Ése es nuestro progreso: los temas ya no son tan graves, tan importantes. Los podemos usar y crear dramas consumados, sólo para hacernos conscientes de un solo sentimiento, es decir, para enriquecernos con un nuevo sentimiento.

Puedo ser uno, pero también puedo ser dos o tres. La mentira no tiene cabida en esta cuestión de ser un puñado de tipos dentro de un tipo. Una multitud de barrios conviven en esta ciudad fantasma, en la Buenos Aires abismal, tengo la sensación de ser ciudad, habitado por distintos barrios. No es lo mismo Boedo que Palermo. Me gustan, siempre me gustaron, los cuentos de fantasmas. Sigo encontrándome cuando anoto que soy mientras juego a la religión de la mirada, soy lo que veo hacia fuera, soy lo que sospecho hacia adentro; entre mirada y sospecha trato de encontrarme en la sortija de una vuelta más. Esta ciudad es enamorada, es fantasma, es soñadora, es comprometida, es amiga, es amante, es escritura.
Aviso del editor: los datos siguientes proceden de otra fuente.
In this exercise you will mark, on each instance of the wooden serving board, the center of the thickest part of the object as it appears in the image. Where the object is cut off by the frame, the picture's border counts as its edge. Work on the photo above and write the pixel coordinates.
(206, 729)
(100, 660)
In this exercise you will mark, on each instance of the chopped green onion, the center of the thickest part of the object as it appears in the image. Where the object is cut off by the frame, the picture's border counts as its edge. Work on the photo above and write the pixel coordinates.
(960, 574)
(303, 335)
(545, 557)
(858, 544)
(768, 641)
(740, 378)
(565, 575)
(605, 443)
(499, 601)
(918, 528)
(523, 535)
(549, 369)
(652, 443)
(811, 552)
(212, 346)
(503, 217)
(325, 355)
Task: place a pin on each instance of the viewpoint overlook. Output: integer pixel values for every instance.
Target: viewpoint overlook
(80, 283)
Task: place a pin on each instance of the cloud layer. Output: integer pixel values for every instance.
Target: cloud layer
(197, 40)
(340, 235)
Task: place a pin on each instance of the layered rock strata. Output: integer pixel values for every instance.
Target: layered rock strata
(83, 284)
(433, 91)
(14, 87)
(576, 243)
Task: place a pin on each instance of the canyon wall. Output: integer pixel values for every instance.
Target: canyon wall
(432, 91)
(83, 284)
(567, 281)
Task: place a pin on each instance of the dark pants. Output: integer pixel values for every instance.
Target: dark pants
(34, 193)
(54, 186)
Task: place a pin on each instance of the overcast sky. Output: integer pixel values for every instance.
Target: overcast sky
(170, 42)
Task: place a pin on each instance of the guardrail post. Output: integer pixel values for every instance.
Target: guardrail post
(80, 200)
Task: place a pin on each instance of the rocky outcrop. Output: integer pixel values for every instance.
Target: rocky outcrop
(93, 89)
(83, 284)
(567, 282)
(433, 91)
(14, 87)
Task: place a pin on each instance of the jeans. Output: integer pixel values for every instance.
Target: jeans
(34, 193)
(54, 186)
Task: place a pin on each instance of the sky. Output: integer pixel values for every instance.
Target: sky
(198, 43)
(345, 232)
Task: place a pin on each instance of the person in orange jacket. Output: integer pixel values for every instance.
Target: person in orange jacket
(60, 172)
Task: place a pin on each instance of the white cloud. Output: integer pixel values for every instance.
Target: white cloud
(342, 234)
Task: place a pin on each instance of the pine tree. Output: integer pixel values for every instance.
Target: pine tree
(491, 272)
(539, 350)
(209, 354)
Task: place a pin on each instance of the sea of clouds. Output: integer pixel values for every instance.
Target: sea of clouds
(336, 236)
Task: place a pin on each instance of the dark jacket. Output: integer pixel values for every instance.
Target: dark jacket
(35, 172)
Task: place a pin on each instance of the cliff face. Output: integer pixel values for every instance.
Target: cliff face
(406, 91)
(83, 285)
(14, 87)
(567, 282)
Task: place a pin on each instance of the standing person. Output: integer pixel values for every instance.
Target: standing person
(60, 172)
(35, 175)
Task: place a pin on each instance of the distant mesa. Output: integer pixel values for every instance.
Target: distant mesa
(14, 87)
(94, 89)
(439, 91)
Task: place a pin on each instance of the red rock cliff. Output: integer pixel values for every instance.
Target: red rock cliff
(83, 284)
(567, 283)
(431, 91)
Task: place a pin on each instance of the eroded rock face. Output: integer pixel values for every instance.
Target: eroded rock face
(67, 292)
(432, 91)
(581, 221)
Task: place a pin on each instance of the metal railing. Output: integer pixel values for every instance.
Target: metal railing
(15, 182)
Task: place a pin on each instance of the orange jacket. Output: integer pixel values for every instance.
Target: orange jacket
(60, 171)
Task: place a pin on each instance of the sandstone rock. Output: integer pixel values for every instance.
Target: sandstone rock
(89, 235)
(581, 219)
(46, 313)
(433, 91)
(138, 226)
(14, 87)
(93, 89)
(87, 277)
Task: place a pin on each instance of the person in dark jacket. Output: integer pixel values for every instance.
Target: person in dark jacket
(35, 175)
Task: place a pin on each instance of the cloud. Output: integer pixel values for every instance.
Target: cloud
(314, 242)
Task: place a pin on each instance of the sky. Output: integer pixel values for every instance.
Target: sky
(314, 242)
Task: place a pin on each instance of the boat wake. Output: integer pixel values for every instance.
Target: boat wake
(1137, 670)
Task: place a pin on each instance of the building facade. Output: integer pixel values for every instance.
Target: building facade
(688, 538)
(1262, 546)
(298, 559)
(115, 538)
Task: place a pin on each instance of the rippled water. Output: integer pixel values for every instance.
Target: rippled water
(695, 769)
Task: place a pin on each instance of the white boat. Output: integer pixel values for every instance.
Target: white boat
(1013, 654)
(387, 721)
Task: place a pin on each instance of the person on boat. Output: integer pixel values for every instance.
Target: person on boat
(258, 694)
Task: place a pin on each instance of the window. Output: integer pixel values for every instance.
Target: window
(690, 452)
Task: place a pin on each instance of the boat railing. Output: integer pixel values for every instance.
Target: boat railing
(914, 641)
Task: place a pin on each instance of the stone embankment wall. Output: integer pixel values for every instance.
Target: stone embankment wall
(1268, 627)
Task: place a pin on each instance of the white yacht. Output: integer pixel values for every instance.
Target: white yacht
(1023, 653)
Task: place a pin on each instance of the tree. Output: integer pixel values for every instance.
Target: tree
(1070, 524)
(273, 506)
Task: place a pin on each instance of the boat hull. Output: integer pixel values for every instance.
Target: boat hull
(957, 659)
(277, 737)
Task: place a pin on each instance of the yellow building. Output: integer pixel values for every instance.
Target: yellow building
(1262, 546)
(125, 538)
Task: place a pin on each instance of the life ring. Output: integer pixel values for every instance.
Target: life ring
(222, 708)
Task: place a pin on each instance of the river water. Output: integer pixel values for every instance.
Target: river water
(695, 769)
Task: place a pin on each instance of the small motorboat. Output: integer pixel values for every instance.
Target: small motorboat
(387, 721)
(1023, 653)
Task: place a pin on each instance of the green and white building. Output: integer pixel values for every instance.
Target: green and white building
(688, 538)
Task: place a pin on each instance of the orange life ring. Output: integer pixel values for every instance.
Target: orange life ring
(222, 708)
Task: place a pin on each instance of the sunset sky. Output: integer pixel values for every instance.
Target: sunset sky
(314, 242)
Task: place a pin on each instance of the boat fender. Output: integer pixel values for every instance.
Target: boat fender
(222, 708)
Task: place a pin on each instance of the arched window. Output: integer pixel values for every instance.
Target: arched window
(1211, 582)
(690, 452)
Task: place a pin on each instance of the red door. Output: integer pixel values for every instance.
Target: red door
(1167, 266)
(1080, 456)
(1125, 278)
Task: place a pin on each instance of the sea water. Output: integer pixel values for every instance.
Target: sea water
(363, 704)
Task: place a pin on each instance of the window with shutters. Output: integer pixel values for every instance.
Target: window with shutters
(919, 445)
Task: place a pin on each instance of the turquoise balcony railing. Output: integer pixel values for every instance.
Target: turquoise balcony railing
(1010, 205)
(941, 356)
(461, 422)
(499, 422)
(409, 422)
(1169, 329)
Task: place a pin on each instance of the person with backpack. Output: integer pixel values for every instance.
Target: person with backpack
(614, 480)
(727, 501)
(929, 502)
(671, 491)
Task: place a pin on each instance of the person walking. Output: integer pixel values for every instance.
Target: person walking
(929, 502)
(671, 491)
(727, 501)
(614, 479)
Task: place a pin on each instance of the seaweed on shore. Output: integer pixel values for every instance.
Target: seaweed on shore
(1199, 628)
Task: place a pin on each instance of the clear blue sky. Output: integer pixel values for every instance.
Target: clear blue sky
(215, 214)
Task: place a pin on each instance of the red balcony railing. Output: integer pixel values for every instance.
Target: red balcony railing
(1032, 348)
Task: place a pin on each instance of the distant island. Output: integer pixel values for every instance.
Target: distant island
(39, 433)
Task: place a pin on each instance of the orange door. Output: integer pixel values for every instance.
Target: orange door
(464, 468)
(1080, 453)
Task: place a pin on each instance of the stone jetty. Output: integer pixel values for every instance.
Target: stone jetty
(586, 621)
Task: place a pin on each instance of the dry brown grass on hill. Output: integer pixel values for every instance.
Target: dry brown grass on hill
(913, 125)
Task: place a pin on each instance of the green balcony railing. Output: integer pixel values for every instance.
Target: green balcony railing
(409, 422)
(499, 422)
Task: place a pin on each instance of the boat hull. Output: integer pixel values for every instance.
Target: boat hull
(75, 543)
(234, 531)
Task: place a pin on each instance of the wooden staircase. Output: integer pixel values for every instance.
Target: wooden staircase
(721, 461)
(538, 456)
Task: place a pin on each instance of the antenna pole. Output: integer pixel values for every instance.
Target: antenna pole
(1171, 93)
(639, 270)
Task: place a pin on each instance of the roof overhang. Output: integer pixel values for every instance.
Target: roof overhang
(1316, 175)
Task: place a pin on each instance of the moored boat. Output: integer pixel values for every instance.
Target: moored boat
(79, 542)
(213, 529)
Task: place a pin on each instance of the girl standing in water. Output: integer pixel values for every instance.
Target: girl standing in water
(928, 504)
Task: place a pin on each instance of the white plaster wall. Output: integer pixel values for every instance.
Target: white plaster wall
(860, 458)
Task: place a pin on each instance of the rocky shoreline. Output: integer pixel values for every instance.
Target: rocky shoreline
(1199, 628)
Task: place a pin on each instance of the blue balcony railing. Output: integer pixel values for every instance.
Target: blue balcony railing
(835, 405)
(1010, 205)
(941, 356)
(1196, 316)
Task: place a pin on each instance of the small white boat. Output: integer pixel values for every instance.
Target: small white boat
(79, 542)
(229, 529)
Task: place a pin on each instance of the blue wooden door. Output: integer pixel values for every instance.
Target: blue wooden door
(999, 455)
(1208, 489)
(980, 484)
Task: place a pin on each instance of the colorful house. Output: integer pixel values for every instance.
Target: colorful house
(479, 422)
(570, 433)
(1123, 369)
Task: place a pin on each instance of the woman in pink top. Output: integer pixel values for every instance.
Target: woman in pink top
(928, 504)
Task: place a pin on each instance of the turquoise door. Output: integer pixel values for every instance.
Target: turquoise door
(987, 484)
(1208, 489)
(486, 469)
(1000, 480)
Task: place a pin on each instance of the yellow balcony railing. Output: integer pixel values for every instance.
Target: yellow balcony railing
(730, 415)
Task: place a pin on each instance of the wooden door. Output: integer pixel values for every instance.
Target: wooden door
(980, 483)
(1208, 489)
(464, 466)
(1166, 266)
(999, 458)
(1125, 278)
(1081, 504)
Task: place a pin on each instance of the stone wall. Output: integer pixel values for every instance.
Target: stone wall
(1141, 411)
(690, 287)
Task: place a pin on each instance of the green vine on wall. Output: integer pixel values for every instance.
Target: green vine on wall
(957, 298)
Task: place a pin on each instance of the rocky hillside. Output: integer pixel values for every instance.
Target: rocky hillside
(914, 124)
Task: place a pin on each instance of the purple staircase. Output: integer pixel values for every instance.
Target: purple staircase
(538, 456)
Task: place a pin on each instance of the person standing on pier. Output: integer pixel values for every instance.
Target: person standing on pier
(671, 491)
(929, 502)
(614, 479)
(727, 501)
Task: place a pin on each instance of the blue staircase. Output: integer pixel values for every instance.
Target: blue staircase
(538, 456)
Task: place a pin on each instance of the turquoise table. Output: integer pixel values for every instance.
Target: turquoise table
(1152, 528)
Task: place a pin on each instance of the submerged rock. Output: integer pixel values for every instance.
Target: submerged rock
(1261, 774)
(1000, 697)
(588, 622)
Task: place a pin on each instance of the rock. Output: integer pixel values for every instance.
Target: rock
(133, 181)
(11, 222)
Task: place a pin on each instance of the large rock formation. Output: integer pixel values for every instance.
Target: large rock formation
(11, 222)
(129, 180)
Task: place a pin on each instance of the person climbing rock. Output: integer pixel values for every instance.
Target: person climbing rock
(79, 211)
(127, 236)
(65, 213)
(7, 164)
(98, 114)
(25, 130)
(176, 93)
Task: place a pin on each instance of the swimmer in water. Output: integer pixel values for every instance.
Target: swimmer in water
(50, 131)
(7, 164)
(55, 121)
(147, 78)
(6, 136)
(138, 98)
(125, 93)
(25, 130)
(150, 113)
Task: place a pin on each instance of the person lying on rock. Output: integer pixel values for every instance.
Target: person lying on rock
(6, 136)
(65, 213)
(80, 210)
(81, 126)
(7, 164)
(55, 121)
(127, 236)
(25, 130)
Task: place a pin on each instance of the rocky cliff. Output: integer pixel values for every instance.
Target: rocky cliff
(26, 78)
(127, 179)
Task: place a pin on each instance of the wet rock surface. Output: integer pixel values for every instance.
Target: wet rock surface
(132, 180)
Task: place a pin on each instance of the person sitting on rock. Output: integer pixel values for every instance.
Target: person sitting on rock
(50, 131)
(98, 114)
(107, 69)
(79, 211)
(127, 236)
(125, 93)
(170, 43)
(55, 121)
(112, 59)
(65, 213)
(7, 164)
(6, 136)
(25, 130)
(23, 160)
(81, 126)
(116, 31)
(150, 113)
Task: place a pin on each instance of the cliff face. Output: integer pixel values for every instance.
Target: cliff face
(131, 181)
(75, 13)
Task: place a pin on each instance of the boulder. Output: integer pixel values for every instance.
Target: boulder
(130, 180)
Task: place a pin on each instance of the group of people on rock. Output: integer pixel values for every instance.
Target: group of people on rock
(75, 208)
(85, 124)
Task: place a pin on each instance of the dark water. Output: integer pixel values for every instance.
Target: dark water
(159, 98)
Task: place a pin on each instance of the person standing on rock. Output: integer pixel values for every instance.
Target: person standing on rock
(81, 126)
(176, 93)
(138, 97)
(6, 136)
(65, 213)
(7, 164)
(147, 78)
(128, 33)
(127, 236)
El señor Rilke es de convocar fantasmas, sabía de los convocados en Los cuadernos de Malte Laurids Brigge y ahora me encontré con la señorita del piano. Estoy convencido, en los buenos fantasmas está la vida. Llego a ellos a través de los libros y de las sombras, propias y prestadas. Abro un libro futuro, me veo en un nuevo 3 de noviembre; y también me descubro en una oficina preguntando por el pabellón que guarda el número 7279.
Memoria, fantasma, duda, y un libro como puente.